Yes, there is a lawsuit in the water court where a number of plaintiffs are claiming that the city of Aspen has abandoned their right to use water for hydropower generation. The city bought the old hydro plant in 1956 for the water rights it held, not for the power it generated.
In 1956 the city needed a source of dependable, clean and senior water rights for all its needs. The power plant had them. The city wouldn’t have shut down the plant two years later if all they wanted was the electricity. The city later pulled everything out, the penstocks, turbines, transmission lines — everything — and turned the building into a maintenance garage. That is the foundation of the claim that the right to use water for hydropower was abandoned.
So if these plaintiffs win will they get to take Aspen’s water? Absolutely not. If the court rules that the right was abandoned any real water associated with it will simply return to the stream, period.

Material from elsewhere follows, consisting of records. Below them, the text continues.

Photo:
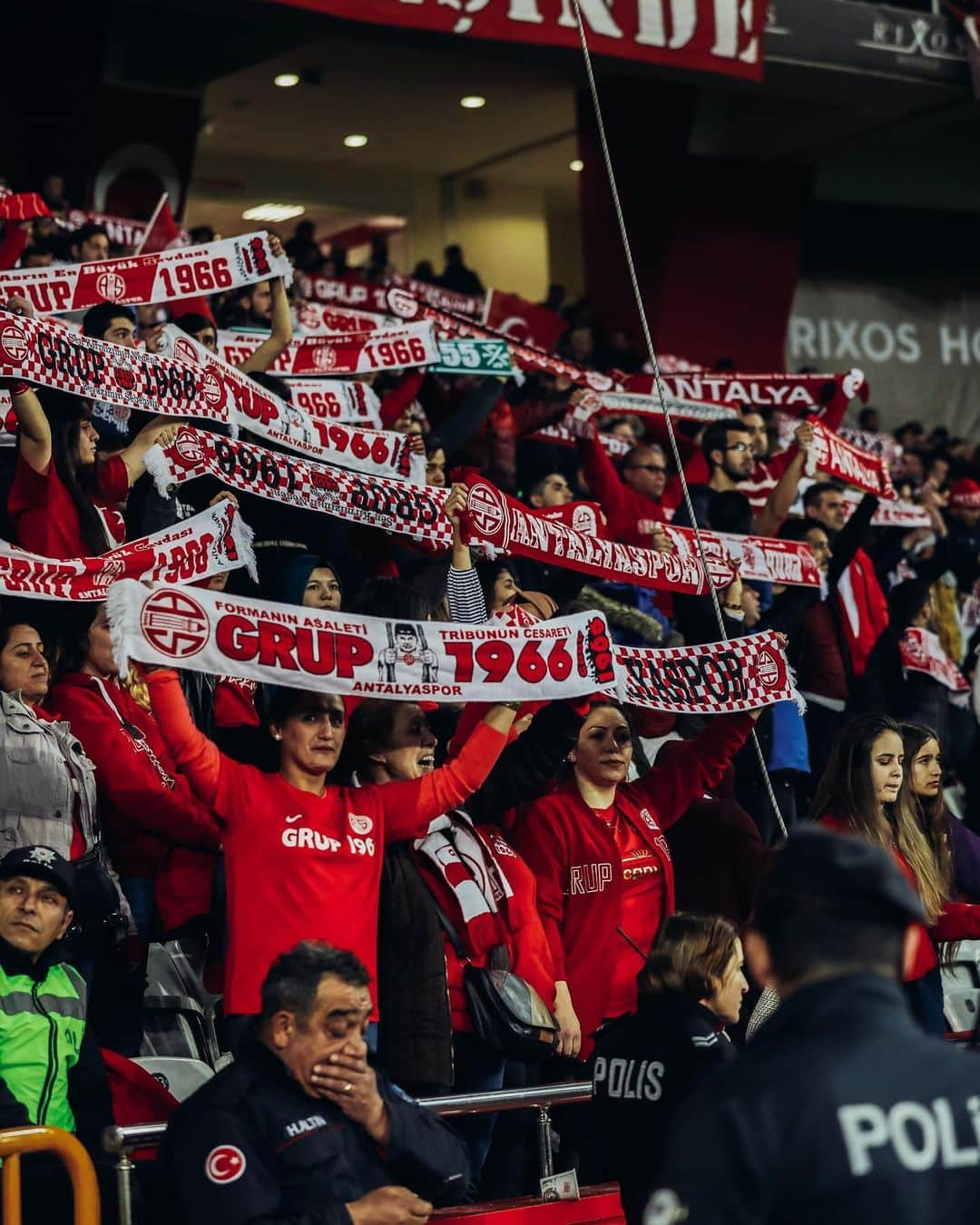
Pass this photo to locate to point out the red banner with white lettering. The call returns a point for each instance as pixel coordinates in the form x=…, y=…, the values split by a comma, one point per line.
x=830, y=454
x=211, y=543
x=139, y=279
x=703, y=35
x=363, y=655
x=795, y=395
x=500, y=524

No one can just take it. Water law doesn’t allow for this. Abandoned water rights return to the stream.
But hydropower use is mostly non-consumptive, so the chances that the city will actually lose any real water is pretty small. There isn’t any real water to lose and the hydropower right is just one of many beneficial rights for which their decreed water is for. Win or lose, the city will retain all of their water rights for municipal, domestic, irrigation and other rights for water use. These aren’t being challenged.
There is also the absurd idea that some trans-mountain diversion interest could swoop in and claim that water. Again, that just won’t happen because:
• There isn’t any real water to take.
• Any new water rights filed on the streams will be hopelessly junior, even to the state’s minimum streamflow rights.
• The permitting and environmental review process to build a new infrastructure under wilderness areas is an insurmountable hurdle. (There weren’t any wilderness areas when the current infrastructure was built.)
• Add to this the need for a Pitkin County 1041 permit and any thought of a new trans-mountain diversion evaporates.
Hunter Creek, the upper Roaring Fork and the Fryingpan, with their existing trans-mountain diversion infrastructure will be the real targets. Those streams are the ones to worry about, not Castle or Maroon creeks. Any claims to the contrary are fear-mongering fantasies.